Cathepsin L, a lysosomal endopeptidase expressed in most eukaryotic cells, is a member of the papain-like family of cysteine proteinases.1-3 Cathepsin L plays a major role in antigen processing, tumor invasion and metastasis, bone resorption, and turnover of intracellular and secreted proteins involved in growth regulation.4-6 Although commonly recognized as a lysosomal protease, cathepsin L is also secreted. This broad-spectrum protease is potent in degrading several extracellular proteins (laminins, fibronectin, collagens I and IV, elastin, and other structural proteins of basement membranes) as well as serum proteins and cytoplasmic and nuclear proteins.3,7,8
The cathepsin L gene is activated by a variety of growth factors (PDGF and EGF), tumor promoters (including v-ras, v-src and v-mos), and second messengers (cAMP).4,9-12 Expression of cathepsins is regulated by natural inhibitors of cathepsins including the pro-peptides of papain-like cysteine proteases,13 Cystatins, 14,15 and Stefin B.16,17 Squamous cell carcinoma antigen (SSCA)18 and human c-Haras p21 (related to Cystatin b) have been shown to specifically inhibit cathepsin L.19 The conserved cathelin-like pro-piece of defensins (small, cationic antimicrobial peptides), which is only removed during granule release, also inhibits cathepsin L.20
Unlike the precursor forms of other papain family members, the 43 kDa pro-cathepsin L itself is secreted from various cells.
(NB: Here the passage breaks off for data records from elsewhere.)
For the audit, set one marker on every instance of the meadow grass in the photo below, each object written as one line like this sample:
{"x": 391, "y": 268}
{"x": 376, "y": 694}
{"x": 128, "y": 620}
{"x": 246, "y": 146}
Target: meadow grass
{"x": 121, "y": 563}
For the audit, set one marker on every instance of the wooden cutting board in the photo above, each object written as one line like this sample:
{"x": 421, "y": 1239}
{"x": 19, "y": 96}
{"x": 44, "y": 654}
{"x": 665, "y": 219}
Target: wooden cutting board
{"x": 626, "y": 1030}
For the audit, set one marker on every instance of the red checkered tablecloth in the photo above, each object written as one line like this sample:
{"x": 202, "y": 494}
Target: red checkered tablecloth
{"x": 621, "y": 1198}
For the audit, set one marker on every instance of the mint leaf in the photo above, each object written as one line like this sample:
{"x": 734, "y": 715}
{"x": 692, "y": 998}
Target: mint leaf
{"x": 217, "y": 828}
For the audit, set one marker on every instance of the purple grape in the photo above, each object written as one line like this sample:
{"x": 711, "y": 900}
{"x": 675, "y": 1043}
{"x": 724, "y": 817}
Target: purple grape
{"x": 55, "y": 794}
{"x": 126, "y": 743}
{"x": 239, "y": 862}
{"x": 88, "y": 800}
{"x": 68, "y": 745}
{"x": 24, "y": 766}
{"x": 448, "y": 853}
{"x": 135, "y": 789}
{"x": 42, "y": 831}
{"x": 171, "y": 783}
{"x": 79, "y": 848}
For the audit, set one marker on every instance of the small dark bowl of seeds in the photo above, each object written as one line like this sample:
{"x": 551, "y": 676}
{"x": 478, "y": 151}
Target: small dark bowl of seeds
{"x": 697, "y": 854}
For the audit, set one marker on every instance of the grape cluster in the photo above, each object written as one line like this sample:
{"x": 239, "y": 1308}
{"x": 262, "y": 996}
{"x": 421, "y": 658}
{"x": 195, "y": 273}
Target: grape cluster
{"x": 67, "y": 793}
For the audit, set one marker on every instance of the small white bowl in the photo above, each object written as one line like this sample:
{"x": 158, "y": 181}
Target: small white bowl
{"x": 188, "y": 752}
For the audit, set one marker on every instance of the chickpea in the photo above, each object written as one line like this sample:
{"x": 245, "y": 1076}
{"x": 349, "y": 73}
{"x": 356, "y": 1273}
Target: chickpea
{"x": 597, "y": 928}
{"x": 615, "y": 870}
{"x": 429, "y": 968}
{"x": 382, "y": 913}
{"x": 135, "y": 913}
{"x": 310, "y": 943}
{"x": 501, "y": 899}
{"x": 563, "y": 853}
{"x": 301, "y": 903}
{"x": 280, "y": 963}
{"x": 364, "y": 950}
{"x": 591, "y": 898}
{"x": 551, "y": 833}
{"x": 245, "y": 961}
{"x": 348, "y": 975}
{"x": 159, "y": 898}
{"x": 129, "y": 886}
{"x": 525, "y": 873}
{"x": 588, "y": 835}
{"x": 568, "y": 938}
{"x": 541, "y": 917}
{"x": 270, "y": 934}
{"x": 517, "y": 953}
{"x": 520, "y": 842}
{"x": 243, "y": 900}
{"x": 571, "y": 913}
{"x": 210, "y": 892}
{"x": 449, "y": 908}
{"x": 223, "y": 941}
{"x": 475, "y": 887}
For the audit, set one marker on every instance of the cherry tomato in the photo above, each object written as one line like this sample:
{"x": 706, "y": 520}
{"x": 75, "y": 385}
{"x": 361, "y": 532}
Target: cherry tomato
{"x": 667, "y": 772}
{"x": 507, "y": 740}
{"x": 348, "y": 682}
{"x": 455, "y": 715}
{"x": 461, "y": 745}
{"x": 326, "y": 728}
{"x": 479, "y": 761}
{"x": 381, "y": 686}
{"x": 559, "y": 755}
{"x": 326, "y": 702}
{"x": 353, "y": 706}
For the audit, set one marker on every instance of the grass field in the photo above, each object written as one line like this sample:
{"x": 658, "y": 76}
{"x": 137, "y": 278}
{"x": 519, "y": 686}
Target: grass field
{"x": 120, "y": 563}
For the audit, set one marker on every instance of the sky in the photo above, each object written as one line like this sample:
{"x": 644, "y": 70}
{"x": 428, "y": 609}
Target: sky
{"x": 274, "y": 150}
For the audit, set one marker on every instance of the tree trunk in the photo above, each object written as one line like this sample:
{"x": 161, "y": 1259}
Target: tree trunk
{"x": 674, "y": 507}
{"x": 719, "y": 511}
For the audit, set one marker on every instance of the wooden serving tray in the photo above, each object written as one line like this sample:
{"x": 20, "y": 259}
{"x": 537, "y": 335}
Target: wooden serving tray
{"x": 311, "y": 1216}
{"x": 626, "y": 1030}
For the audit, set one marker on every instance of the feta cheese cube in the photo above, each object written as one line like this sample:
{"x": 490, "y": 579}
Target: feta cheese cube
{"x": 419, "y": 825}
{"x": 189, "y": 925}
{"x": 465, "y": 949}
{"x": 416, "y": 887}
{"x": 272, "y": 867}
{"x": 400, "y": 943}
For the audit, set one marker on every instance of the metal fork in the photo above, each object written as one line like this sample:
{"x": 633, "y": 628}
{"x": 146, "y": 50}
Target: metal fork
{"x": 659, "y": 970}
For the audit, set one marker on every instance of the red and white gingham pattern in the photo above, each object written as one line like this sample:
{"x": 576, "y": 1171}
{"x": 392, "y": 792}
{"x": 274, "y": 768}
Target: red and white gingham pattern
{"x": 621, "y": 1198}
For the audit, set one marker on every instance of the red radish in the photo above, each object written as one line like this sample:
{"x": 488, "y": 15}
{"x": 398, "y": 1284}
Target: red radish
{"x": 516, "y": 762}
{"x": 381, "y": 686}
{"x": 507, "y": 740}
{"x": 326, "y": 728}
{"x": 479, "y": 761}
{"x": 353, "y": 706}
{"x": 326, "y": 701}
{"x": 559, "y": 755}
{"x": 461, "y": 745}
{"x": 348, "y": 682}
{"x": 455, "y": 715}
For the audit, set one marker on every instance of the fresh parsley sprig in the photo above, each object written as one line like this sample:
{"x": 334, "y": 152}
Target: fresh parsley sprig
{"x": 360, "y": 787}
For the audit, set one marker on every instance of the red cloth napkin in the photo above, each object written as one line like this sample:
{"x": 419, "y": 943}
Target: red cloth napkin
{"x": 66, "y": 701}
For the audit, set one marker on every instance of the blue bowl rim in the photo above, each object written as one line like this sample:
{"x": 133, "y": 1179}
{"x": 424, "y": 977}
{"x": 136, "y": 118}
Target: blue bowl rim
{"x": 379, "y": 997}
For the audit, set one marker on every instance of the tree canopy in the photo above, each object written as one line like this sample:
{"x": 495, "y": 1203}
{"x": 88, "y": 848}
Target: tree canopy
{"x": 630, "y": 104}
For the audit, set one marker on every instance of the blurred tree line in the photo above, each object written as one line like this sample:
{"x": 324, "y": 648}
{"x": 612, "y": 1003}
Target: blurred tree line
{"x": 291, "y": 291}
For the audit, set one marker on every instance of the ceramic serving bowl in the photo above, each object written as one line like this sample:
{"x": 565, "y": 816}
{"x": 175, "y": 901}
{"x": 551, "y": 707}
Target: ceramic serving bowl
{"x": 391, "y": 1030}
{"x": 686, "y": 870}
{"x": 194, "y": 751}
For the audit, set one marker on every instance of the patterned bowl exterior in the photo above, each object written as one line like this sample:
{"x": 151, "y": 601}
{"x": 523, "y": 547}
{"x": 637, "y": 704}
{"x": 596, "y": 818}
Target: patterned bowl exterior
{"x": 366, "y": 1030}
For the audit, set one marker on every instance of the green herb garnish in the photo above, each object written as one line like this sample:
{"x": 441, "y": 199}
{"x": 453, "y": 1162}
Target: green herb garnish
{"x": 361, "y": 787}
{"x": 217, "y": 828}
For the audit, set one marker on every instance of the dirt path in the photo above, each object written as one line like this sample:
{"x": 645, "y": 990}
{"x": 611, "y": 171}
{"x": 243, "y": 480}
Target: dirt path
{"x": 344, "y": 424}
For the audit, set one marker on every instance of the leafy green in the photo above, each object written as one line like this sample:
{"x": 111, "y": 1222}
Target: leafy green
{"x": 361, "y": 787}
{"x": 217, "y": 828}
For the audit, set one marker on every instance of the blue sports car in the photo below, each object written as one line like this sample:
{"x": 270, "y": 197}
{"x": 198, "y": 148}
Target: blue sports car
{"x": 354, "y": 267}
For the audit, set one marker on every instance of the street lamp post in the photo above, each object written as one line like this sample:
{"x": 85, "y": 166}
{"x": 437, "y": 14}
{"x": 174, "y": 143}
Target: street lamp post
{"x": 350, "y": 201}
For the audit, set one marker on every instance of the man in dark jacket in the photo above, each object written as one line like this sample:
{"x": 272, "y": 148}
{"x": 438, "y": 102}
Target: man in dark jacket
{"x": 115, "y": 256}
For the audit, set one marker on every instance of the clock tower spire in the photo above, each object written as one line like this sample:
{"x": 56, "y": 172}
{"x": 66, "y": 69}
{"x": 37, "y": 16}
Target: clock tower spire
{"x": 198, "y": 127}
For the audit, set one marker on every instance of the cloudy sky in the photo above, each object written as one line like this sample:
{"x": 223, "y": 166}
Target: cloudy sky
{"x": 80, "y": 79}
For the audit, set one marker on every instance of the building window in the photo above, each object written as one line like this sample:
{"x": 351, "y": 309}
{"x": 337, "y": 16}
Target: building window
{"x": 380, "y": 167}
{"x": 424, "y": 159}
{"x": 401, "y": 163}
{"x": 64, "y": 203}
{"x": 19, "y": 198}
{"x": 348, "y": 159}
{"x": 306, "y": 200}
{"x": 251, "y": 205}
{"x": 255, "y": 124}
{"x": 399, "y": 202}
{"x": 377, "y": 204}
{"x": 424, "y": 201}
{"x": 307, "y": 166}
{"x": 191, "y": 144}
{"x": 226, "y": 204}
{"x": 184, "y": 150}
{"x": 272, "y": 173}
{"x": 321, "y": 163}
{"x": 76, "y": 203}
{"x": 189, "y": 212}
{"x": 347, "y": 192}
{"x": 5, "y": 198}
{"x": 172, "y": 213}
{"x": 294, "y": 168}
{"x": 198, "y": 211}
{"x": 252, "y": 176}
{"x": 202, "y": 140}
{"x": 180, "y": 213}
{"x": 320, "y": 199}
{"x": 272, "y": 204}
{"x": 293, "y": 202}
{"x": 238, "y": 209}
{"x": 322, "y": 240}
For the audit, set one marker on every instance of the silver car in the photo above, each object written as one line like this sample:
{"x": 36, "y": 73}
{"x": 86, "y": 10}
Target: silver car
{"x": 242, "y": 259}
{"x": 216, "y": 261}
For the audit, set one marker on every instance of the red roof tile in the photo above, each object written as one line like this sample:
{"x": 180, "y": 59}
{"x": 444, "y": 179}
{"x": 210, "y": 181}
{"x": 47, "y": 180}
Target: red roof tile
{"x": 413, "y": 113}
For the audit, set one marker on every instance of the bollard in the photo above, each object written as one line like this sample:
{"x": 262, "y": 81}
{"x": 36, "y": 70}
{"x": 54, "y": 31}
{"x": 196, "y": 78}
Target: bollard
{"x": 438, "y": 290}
Pro-cathepsin L is the major excreted protein of malignantly transformed mouse fibroblasts and is also one of the major acidic cysteine proteases in mammalian cells.2 The conversion from the pro-enzyme to the mature form of cathepsin L is influenced by cell-cell contact and extracellular matrix (ECM) components such as heparin sulfate and glycosaminoglycans.5 The regulation of the cathepsin L gene and the extracellular functions of secreted pro-cathepsin L are tightly coupled.2
Cathepsin L may promote tumor cell invasion and metastasis by catalyzing degradation of the interstitial matrix and basement membranes, thus allowing cancer cells to invade locally and metastasize to distant sites. Several tumor-forming cell lines are known to over-produce cathepsin L.21 The mRNA level of cathepsin L is related to the in vivo metastatic potential of malignantly transformed cells.22 Antisense RNA inhibition of cathepsin L expression reduces tumorigenicity in two malignant cell lines (myeloma SP cells and L cells), suggesting that cathepsin L is a critical factor in tumor growth.23 Cleavage of cathepsin L activates urokinase-type plasminogen activator (uPA) by hydrolysis.24
Proteases participate in tissue degradation and ECM remodeling at the apex of the pre-ovulatory follicle, ultimately leading to follicular rupture on the outer edge of the ovary and release of the mature oocyte.25 Both cathepsin L and ADAMTS1 may play critical roles in the proteolytic events of the ovulation process.26 Cathepsin L is induced in granulosa cells of growing follicles by follicle-stimulating hormone. High levels of cathepsin L mRNA are also induced by luteinizing hormone in a progesterone receptor-dependent fashion in pre-ovulatory follicles.
Current theories suggest that pulmonary emphysema develops because of progressive loss or derangement of lung elastin through a process mediated by elastinolytic enzymes (including cathepsins B, H, K, L, and S) derived from alveolar macrophages.27-30 Cathepsin L proteolytically inactivates secretory leucoprotease inhibitor (SLPI), alpha1-antitrypsin and two major protease inhibitors of the respiratory tract.31 These observations, combined with the demonstration of increased cathepsin L activity in the epithelial lining fluid of the lungs of emphysema patients, have led to the suggestion that this enzyme may be important in the progression of this disease.